Lorelai references the 1865 short story, “The Celebrated Jumping Frog of Calaveras County” by Mark Twain. The narrator of the story relates a tall tale he heard at a bar in Angel’s Camp, then a gold-mining town, in Calaveras County in northern California.

An inveterate gambler named Jim Smiley catches a frog and spends months training it to jump. He bets a stranger that his frog can out-jump any frog the stranger can find, but when the time comes, Smiley is dismayed to find his frog has been beaten. He pays up and the stranger departs, but Smiley later discovers that the stranger has poured lead shot down the frog’s throat, making it too sluggish to jump. He chases after the cheating stranger, but is unable to catch him.

First published in The New York Saturday Press as “Jim Smiley and His Jumping Frog”, the story was an immediate success and made Twain’s name as a writer. Later that year it was published in The Californian under its current title. Twain used the story in his first book, The Celebrated Jumping Frog of Calaveras County and Other Stories, published in 1867.

Hit Parade

RICHARD: Done. Now, what else is on the hit parade?

A hit parade is a ranked list of the most popular recordings at a given point in time, usually determined by either sales or airplay. Billboard magazine published its first hit parade on January 4 1936.

It’s possible that Richard is specifically thinking of the radio and television music program Your Hit Parade, broadcast from 1935 to 1953 on radio, and from 1950 to 1959 on television.
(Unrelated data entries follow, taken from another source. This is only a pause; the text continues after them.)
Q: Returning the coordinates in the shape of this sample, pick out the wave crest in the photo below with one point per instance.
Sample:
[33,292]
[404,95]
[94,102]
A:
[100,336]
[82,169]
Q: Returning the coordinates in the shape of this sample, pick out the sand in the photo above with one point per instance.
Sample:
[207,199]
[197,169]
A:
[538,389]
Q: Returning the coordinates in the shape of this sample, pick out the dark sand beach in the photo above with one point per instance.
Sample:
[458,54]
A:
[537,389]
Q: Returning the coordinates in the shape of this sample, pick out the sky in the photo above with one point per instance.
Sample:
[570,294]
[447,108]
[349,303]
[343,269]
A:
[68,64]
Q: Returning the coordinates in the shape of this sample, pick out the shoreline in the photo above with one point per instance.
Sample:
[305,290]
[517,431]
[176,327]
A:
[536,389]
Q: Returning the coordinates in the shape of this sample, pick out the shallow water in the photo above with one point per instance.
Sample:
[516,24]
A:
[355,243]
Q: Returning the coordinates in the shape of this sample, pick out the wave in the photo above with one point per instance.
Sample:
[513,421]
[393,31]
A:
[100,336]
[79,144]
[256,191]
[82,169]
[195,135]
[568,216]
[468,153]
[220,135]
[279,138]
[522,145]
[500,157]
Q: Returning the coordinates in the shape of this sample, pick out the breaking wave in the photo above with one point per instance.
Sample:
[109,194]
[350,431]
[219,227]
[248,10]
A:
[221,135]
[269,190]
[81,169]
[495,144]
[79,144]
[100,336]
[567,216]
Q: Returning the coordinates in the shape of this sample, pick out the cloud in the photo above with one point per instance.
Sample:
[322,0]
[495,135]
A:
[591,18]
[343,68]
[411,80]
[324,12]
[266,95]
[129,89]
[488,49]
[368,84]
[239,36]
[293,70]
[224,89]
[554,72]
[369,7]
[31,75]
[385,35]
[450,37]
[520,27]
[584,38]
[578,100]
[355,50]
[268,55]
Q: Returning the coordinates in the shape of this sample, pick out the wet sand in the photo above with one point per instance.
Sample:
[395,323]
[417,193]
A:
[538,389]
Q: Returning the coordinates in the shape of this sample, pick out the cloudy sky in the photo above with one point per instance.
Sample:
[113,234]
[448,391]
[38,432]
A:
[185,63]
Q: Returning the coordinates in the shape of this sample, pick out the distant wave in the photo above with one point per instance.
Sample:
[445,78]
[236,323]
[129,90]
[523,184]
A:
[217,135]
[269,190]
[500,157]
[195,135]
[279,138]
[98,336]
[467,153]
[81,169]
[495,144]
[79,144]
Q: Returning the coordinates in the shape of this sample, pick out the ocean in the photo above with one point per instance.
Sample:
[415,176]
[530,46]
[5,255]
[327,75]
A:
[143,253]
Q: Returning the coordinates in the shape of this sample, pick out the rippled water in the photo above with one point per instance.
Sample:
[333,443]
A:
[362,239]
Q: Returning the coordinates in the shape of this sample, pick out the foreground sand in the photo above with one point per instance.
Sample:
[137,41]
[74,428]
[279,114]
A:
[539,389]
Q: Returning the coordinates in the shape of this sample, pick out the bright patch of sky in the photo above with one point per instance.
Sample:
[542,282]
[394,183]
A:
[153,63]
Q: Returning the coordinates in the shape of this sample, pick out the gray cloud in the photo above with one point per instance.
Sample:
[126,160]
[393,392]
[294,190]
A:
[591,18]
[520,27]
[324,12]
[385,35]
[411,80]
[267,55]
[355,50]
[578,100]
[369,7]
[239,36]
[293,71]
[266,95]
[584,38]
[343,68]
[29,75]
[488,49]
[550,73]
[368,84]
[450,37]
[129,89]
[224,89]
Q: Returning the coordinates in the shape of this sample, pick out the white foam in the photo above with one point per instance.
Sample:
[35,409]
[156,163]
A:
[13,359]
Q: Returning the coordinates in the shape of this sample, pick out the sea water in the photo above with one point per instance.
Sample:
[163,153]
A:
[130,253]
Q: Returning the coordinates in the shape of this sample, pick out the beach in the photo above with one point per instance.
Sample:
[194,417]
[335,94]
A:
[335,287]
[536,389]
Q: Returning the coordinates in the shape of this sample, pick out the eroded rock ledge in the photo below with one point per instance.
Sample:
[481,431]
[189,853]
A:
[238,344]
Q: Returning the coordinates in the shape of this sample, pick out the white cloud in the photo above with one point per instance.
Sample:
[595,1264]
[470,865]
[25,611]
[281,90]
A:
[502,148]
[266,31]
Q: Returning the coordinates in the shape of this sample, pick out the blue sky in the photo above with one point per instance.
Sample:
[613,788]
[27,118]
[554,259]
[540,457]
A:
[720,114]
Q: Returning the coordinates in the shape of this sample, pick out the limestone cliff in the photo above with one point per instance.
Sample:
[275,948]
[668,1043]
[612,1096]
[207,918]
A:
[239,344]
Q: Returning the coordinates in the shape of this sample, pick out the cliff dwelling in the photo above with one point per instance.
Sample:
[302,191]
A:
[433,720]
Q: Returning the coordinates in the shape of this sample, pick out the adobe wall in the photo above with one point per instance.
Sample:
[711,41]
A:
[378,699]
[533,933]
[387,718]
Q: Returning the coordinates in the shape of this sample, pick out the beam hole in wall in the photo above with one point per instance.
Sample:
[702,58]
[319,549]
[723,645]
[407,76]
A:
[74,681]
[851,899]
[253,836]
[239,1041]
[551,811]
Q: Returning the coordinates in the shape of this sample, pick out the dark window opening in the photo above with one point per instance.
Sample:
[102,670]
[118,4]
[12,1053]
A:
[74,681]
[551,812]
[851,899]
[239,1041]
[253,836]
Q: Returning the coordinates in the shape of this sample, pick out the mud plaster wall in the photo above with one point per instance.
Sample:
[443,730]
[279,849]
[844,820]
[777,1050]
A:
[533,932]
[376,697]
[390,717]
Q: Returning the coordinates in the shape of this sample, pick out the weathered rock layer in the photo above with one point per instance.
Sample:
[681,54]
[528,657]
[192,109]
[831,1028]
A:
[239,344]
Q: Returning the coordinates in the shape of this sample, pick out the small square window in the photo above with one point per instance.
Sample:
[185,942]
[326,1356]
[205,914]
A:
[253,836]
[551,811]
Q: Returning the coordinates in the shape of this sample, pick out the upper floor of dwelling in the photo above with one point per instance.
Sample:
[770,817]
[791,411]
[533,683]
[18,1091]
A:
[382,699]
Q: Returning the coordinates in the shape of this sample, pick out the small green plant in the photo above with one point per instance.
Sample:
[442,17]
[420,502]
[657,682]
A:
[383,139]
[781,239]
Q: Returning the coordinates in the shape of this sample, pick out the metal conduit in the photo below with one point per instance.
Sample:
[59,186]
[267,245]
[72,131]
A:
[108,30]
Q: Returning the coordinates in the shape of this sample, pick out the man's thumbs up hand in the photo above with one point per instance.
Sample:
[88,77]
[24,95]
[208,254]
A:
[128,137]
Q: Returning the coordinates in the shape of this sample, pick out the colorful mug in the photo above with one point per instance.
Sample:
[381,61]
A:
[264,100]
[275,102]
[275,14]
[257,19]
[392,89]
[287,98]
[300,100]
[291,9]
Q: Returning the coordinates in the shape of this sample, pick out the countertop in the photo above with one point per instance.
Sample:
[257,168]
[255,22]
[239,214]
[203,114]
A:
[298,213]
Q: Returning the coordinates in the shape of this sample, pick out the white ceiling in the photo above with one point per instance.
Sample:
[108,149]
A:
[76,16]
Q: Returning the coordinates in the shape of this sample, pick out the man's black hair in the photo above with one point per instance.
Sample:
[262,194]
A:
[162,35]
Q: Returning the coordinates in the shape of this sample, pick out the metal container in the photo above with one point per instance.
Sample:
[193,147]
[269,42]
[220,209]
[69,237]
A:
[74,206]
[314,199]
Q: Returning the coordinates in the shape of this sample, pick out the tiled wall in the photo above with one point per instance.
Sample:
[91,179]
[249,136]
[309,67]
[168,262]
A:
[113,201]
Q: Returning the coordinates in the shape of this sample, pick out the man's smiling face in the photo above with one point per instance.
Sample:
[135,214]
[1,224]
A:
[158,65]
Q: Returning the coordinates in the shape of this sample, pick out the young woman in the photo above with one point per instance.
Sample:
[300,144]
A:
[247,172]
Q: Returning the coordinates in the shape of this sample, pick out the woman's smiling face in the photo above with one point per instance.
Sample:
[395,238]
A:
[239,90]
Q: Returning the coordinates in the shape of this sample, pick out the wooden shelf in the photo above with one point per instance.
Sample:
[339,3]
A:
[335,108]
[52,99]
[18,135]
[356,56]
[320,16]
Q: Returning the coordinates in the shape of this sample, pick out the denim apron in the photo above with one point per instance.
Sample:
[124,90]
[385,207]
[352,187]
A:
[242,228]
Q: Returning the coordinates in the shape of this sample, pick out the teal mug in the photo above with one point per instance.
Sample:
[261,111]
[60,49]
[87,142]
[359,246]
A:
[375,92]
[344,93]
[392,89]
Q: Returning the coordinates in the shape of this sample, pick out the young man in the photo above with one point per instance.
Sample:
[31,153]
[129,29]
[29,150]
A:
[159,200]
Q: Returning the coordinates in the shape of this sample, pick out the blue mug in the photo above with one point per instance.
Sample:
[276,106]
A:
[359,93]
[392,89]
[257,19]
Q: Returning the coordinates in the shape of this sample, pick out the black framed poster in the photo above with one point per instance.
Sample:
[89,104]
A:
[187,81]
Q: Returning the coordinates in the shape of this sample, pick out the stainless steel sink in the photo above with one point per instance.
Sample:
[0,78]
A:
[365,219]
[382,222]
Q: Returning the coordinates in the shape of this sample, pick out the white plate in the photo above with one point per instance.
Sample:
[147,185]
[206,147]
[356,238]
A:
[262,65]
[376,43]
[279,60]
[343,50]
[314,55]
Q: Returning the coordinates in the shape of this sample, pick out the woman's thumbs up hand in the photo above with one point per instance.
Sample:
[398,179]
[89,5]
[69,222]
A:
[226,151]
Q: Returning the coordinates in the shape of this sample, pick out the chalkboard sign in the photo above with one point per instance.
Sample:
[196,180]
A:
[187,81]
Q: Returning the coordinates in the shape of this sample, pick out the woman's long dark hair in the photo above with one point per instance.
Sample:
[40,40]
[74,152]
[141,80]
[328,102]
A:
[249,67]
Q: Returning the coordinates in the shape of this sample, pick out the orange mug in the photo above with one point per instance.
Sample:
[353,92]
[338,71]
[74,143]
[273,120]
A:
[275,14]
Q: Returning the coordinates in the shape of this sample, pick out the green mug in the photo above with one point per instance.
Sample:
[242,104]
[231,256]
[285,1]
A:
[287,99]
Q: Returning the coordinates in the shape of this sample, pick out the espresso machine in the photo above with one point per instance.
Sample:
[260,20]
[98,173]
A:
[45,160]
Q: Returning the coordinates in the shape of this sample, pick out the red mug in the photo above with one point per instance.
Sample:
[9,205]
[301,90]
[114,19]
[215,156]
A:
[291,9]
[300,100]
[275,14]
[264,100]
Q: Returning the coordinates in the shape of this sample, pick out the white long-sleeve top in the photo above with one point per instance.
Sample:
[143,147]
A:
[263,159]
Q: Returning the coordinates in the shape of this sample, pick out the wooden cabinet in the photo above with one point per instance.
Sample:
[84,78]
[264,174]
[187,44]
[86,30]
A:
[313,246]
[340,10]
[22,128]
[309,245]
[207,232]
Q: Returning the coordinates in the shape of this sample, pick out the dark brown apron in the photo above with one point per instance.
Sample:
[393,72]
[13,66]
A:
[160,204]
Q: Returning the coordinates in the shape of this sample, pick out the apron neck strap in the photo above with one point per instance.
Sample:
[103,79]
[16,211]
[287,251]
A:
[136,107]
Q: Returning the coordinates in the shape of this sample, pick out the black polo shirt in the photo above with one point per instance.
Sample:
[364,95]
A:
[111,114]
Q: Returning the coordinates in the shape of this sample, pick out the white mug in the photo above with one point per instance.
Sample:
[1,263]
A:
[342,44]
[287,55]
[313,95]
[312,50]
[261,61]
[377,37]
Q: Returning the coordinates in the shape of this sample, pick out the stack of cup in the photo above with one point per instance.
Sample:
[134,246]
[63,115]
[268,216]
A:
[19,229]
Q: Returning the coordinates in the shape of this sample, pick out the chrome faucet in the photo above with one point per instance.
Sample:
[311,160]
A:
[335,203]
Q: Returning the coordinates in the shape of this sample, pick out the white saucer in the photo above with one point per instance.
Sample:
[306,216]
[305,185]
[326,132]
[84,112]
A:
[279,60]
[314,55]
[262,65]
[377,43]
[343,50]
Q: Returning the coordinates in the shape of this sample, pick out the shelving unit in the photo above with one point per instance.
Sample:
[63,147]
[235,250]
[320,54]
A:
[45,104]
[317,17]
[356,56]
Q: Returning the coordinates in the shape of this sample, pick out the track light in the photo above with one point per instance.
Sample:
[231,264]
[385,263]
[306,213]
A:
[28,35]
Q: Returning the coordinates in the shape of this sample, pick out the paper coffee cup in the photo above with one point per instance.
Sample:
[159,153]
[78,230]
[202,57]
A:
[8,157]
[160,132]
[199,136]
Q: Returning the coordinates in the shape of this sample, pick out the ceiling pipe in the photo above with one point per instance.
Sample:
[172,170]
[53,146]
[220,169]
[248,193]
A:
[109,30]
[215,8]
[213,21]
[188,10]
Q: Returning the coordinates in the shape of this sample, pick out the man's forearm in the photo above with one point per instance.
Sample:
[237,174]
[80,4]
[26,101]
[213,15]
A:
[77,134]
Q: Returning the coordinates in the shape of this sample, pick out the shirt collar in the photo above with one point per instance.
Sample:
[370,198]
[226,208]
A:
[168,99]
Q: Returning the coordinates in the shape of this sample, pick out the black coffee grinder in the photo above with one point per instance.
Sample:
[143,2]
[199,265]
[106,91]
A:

Each Saturday evening, the program would play the most popular and bestselling songs of the week. It was invariably referred to, incorrectly, as The Hit Parade.

The Hungry Diner

After his fight with Lorelai, and Jess going back to New York, Luke has closed the diner and gone fishing – something which has never happened before. Lorelai and Rory are forced to eat breakfast at a rival business we have not heard of until now called The Hungry Diner. The diner has a dark pink colour scheme, in contrast to the blue colour scheme of Luke’s Diner.

They are immediately miserable because The Hungry Diner makes people wait in line to be served, the menus have pictures on them, the coffee is undrinkable, and the coffee cups are tiny. It turns out that it is Michel’s regular breakfast place, because they make low-fat egg white omelettes (like the one Sookie refused to make him). Michel is reading a copy of GQ magazine, previously discussed.

Even though there was a big crowd of people waiting to get into Luke’s, The Hungry Diner is still mostly empty. Nobody else seems to have gone there, so either there is yet another place to have breakfast in Stars Hollow, or they all refused to eat out until Luke returns.